TM: What projects have you got going on at the moment?
TB: I recently self-published Rock & Pop, which was a series of autobiographical comics about songs that soundtracked significant periods of my life. I’m working on a follow up – Rock & Pop, Various Artists – and asking contributors to send me their experiences for a webcomic.
I’m hoping to have the fourth issue of Grey Area finished fairly soon [editor’s note: since conducting this interview, Grey Area is now finished and available to pre-order from Avery Hill]. I’m trying to work a lot quicker, and have switched from drawing digitally to using pen and ink, which might sound like a contradiction, but I found that when drawing digitally I’d spend a lot of time trying to correct mistakes. Using pen and ink, I have to accept that mistakes will be a part of the finished drawing.

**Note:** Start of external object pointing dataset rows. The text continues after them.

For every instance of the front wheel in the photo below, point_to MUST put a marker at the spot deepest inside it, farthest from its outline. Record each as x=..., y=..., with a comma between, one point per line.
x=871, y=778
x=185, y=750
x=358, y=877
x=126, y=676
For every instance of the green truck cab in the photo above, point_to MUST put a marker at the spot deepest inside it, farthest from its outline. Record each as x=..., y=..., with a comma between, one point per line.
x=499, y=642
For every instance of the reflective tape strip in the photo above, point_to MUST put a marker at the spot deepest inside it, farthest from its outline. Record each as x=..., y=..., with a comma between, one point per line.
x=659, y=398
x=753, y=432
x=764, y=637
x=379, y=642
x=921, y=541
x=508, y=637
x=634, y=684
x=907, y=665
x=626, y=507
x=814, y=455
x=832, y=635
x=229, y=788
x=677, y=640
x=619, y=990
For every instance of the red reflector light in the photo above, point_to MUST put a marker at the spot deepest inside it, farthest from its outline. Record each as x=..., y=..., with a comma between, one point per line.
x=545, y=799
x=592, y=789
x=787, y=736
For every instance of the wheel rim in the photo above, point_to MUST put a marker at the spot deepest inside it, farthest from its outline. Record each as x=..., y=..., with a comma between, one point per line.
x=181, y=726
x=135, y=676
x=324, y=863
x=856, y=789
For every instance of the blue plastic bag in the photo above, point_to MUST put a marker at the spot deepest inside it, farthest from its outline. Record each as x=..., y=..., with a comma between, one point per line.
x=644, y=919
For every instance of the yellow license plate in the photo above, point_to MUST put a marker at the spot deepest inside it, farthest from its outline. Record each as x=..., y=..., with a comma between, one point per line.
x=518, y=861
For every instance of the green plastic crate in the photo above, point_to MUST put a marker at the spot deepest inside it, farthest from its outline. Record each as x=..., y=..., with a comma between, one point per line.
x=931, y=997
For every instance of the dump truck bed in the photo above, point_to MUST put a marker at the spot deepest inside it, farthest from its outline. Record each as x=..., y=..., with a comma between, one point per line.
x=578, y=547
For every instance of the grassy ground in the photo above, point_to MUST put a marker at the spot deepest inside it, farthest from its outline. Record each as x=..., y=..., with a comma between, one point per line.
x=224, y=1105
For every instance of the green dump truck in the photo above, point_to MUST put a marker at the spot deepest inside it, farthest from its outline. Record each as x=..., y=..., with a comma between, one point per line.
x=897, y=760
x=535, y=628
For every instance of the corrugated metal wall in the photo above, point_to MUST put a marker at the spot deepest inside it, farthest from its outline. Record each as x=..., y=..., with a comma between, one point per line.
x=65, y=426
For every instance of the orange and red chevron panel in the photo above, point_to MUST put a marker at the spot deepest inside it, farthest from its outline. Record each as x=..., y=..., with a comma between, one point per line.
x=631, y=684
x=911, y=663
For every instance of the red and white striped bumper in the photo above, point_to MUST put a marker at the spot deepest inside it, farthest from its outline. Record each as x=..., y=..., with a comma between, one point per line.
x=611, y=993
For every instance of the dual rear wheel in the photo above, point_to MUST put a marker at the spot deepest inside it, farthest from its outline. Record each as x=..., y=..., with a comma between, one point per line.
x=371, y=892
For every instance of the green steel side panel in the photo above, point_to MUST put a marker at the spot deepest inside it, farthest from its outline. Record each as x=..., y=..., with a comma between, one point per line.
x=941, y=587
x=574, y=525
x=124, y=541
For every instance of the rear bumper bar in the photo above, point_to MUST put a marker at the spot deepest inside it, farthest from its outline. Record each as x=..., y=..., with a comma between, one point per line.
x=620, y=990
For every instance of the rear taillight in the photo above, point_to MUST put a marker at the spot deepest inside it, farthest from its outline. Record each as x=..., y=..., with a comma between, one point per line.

I have another zine planned for after Grey Area, which I think will be self published, and then I’d like to work on a longer book, probably with Avery Hill Publishing. I keep thinking about doing a children’s book, too, but haven’t really got anywhere with that idea!
I’m trying to attend more comics fairs, which is something I haven’t done much of in the past. It’s a good way to see what other creators are doing and share ideas.
TM: You mentioned doing a children’s book – what is it about that idea that appeals to you?
TB: I read a lot of children’s books to my daughter, and it’s partly that there are a lot of really good ones that have inspired me to want to try it, and partly that there are a lot of bad ones that make me think I could do better! It’s such a pleasure to read to my daughter, and I love the idea that I could be part of that with other families.
TM: Does your daughter take an interest in comics? What would be your advice to her if she wanted follow in your footsteps?
TB: She’s still a little young to get comics (she’s 3), but she likes a bunch of characters – particularly Moomins at the minute. I spend a lot of time reading with her, and will definitely push the comics when she’s a bit older! I think kids comics are having something of a revival – The Phoenix is a great example.
It’s nice when I take her in to the comic book shops and she can recognise my books. If she wanted to draw comics, I’d be very happy, but I’d support her whatever she ends up doing. My advice if she did want to would be to draw for herself rather than drawing to try and please a certain audience. Ultimately that’s a lot more satisfying, and the only way, really, to create art.